Exploring the concept of disaster risk balancing through the interaction of sibling systems within larger systems of interest: Developing a framework to understand the systemic nature of disaster risk
This contributing paper examines how different constituent systems (sibling systems) of a larger system react and propagate reverberations affecting the overall system using a novel visualisation tool – Sibling System State Diagram (SSSD). The tools that are currently used to assess disaster risk have major limitations, like the inability to model the system under consideration as a ‘system of systems’ (as in Causal Loop Diagram) or the lack of temporal dimension (as in Network Analysis). In this study, the researchers make an attempt to model the old city of Ahmedabad as a ‘system of systems’ and depict the systemic consequences of disaster risk reduction decisions in the context of COVID-19.

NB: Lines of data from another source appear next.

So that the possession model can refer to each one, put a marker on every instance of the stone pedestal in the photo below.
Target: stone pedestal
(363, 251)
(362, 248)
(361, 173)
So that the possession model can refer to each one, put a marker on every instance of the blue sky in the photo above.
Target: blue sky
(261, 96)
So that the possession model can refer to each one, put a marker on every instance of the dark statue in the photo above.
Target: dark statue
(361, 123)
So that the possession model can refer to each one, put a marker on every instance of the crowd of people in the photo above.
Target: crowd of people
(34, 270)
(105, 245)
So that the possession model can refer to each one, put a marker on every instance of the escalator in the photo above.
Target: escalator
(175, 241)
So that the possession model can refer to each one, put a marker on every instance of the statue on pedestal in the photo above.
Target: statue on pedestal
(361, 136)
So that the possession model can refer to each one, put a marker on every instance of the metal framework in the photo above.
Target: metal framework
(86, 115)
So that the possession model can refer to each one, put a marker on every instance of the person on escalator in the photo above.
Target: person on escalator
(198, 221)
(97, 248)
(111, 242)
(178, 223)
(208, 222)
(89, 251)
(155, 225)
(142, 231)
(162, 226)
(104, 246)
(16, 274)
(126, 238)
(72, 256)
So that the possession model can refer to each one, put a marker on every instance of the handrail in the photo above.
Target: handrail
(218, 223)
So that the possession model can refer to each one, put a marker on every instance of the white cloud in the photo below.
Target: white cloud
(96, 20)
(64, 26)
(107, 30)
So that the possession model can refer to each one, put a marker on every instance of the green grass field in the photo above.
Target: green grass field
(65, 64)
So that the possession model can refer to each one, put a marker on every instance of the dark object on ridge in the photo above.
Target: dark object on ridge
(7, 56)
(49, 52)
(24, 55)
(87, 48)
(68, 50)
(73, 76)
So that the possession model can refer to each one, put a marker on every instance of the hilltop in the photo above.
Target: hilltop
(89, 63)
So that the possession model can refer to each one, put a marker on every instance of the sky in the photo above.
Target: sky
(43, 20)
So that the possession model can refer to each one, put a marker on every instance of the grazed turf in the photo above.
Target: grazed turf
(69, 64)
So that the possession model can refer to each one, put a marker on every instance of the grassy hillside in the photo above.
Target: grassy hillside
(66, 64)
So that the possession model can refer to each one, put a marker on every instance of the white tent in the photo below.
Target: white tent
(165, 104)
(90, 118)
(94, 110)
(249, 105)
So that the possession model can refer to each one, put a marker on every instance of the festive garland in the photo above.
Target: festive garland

The paper finds that sibling systems which suffers the largest blows can be identified - for example, simulating the aftermath of COVID-19, it is clear that certain sibling systems need to be reconsidered during the early recovery or recovery phase. The systems in place are inadequate to address a number of issues like – absence social safety nets to provide income assurance to people in need, absence of provisions to ensure availability of and accessibility to basic needs etc. The pandemic has also affected other sibling systems in a differential mode – those enjoying the luxury of access to technology have had no issues to switch over to a digital mode of education, but the same cannot be said about everyone, and, existing inequalities have been further broadened due to COVID-19. To understand the manifestation and translation of systemic disaster risk, communities also need to be seen and modelled as system of systems. Adequate modelling of communities would open up avenues of simulating disaster risk governance decisions, possibilities of balancing disaster risk – a way forward towards building resilience.